Renal hypoperfusion activates the renin-angiotensin-aldosterone system, leading to vasoconstriction of both afferent and efferent arterioles, worsening the GFR; thus, ischaemia and development of Acute Tubular Necrosis (ATN).
An MRI scan of the brain, done when the child began convulsing, revealed bilateral frontoparietal and occipitoparietal laminar infarcts. Neurological manifestations of bee stings are rare [8]. The exact pathophysiology explaining strokes due to honey bee bite is still unknown. Possible causes include hypotension inducing cerebral ischaemia, exogenous adrenaline, and thromboxane and leukotrienes within the venom, causing vasoconstriction, platelet aggregation secondary to various compounds released, cerebral embolism, hypertensive haemorrhage and DIC [8,9].

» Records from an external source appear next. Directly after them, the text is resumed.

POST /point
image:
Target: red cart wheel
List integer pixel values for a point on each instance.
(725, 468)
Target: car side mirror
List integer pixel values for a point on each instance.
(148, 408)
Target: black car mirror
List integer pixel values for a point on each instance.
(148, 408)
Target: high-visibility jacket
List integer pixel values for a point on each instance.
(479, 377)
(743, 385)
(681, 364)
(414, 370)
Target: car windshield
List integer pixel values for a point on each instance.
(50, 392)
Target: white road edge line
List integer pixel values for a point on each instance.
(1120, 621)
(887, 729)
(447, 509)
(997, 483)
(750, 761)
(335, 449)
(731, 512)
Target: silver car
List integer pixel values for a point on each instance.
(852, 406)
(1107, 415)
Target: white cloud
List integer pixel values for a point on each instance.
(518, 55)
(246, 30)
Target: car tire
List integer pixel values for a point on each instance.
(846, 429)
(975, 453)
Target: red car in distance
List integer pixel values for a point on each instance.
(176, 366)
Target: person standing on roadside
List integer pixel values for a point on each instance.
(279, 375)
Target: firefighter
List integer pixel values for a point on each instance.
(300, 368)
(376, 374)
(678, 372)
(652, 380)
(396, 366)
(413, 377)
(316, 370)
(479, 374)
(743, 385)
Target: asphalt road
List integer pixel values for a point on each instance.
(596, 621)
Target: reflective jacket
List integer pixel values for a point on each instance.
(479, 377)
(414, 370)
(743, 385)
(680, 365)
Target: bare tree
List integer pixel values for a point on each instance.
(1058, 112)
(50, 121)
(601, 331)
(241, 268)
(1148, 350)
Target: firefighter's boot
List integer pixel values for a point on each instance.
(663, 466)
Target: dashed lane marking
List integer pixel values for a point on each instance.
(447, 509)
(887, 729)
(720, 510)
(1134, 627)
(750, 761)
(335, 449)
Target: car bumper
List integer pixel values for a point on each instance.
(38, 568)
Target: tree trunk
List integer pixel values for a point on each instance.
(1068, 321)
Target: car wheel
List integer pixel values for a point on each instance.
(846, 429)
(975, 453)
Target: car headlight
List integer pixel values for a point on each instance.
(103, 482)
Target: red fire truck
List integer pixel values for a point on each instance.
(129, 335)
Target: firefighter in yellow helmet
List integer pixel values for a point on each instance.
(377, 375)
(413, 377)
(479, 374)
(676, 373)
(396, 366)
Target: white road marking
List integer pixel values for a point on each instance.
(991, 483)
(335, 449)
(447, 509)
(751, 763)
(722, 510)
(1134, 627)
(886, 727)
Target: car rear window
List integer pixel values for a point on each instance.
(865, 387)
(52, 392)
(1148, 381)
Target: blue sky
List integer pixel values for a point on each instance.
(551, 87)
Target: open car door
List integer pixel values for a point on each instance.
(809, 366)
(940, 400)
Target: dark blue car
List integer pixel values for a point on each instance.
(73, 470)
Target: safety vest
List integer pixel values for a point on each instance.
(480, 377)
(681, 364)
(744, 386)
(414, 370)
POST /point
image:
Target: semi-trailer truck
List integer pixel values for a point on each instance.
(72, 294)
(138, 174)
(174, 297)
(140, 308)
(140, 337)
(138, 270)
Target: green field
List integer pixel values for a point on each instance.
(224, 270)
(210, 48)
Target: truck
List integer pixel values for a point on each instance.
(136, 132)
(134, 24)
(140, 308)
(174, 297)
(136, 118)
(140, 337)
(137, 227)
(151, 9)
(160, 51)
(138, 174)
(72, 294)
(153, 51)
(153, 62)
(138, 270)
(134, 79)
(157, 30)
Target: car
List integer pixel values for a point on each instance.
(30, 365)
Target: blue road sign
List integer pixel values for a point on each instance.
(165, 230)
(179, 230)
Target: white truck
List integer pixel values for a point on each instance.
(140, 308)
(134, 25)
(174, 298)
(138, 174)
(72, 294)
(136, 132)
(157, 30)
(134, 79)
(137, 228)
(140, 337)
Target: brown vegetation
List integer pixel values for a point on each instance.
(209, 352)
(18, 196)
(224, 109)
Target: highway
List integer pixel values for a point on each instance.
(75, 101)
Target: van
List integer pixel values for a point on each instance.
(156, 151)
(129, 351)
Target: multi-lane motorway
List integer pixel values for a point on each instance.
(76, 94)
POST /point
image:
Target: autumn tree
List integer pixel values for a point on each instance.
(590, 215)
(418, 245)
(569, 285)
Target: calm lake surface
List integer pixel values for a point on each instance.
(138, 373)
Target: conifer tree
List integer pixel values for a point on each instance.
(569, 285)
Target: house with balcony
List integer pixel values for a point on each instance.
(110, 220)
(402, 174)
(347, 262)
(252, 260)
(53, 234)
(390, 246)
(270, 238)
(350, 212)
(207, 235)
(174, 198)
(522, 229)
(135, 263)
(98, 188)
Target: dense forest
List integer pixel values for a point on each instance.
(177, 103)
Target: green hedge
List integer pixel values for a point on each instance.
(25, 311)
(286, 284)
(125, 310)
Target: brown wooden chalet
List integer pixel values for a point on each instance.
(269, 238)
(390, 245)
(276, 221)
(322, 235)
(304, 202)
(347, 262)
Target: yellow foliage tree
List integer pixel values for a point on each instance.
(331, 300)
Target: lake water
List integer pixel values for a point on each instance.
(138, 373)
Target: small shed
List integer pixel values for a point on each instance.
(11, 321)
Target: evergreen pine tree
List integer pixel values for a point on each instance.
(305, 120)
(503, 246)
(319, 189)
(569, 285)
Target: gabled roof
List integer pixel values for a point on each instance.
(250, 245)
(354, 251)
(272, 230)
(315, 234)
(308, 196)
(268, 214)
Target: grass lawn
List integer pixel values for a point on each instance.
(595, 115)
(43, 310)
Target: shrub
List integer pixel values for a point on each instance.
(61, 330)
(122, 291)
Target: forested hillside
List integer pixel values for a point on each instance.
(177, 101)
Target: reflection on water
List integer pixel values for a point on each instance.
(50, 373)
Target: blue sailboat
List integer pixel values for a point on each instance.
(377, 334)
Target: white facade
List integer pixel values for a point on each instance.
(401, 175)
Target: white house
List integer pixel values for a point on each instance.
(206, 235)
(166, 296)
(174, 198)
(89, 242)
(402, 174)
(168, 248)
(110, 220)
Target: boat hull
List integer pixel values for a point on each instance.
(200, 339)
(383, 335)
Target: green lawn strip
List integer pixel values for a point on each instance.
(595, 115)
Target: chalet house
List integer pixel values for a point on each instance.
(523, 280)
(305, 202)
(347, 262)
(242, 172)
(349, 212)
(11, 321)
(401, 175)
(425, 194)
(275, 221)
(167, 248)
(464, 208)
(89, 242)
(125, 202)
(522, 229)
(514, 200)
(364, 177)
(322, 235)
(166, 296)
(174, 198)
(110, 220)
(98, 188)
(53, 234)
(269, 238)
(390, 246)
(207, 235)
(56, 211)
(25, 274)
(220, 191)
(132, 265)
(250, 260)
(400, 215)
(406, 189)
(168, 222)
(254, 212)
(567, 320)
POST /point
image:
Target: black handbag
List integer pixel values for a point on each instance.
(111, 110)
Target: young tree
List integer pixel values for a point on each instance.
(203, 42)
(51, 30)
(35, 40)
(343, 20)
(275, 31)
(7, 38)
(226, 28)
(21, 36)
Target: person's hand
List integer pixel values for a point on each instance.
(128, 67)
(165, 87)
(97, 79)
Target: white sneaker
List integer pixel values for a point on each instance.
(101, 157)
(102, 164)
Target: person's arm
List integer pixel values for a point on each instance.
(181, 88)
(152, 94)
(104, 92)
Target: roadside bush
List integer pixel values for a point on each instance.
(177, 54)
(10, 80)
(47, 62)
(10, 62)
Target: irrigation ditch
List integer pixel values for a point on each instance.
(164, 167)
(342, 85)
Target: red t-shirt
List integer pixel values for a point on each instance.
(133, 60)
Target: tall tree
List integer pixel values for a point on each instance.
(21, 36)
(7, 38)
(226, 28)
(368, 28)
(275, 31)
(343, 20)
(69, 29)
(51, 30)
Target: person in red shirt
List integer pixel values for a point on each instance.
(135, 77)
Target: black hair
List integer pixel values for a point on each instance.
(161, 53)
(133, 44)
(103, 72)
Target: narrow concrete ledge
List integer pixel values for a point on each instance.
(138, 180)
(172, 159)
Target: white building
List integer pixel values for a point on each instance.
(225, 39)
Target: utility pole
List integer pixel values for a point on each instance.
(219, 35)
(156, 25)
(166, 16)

The MRI scan also showed venous sinus thrombosis. Unfortunately, there is paucity of data in the incidence and possible pathophysiology that may lead to this following bee venom inoculation. One previous case of a 58-year-old man who was bitten by a bee on his left upper lip, and subsequently developed CST 48 hours later, is found in literature [10]. Possible reasons for formation of the CST included: thrombophlebitis of the facial vein induced by thrombogenic substances of the venom, direct inoculation of bacteria from the insect’s body or the surface of the victim’s skin, into the epidermis, scratching due to itching thus further epidermal injury and intra-dermal implantation of pathogenic bacteria, impaired lymphatic drainage due to local oedema, thus reduced clearance of the infection by the immune system.
This should consist of epinephrine 0.01mg/kg of 1:1000. Repeat every 5-15 minutes, Antihistamine, H2 receptor antagonist, Inhaled bronchodilators, Glucocorticoids, and in severe cases, intubation.
Verbal informed consent was obtained from the parent of the patient for publication of this case.